If you work from home, unless you’re a painter or something, you’re going to be using a computer; and computers, as we all know, are time-sucking devices designed by the Devil’s imps to lure you away from what you should be doing. Hence, that important press release turns into 2 hours on Facebook commenting on other people’s Instagram pictures of their lunch. Excel chart? That looks complicated, better go scroll through PostSecret again. Timesheet? I’ll fill that in later but right now someone is WRONG ON THE INTERNET and I need to get involved in a comment nest of mini flame wars on a blog RIGHT NOW.
A Growing Sense of Futility
Every morning you wake up with the same ideal; a go-getting, focused digital wunderkind, a satellite office in slick and efficient orbit around the Hub. By two in the afternoon you are mooching aimlessly around the kitchen humming along to BBC Radio 6 Music, picking up crumbs of cheese from the counter with your fingertips and eating them. Every. Time.
Burgeoning Alcoholic Loner Status
When you still need to take the edge off but you don’t have any colleagues to drink with.
Sooner or later the daily ritual of sleeping in too late, blearily opening the laptop and gazing at the same silent, familiar walls becomes intolerable and can lead to an intense downward spiral full of questions like ‘What’s the point? Really, when you get down to it?’ And, ‘I wonder if you can die from being alone.’
Humans are not designed to live in isolated cubes, their only stimulus a digital screen into the rest of the world. We are hive creatures at heart, dependent on interaction with other humans. Hearing someone’s voice and seeing their facial expressions are not things than can be mimicked or replaced. Without them, well, see point one. There’s a reason the Bates Motel was a solo enterprise, you know?
Yes, you can go out and work in cafes, but the resulting Expresso consumption usually means you need to be peeled off the ceiling mid-afternoon and really, the whirl of people in and out only puts a sticking plaster over the fact that ‘Americano, please… Thank you’ are still the only words you will probably say to anyone all day.

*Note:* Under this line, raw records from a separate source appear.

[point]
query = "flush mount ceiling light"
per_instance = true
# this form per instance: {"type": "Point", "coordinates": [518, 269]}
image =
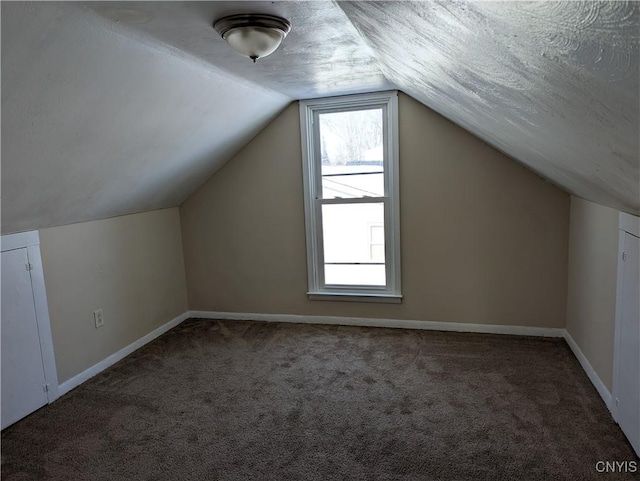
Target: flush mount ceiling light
{"type": "Point", "coordinates": [253, 35]}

I have worked in kitchens, offices, bars, shops and, on one memorable occasion, as the world’s most inappropriate Sunday School teacher. All have been difficult and boring at times like any other job, but after experiencing the contrast I can say there is simply no substitute for getting out of the house for the day, whatever your personal feelings when the alarm goes off; even if your co-workers infuriate you, even if your boss is a homicidal Klingon, especially if your boss is a homicidal Klingon, because the board meetings could get pretty lively. Unless you are fortunate enough to do something you love so much that you couldn’t care less where you do it, take the sanity route and find a hive to buzz in.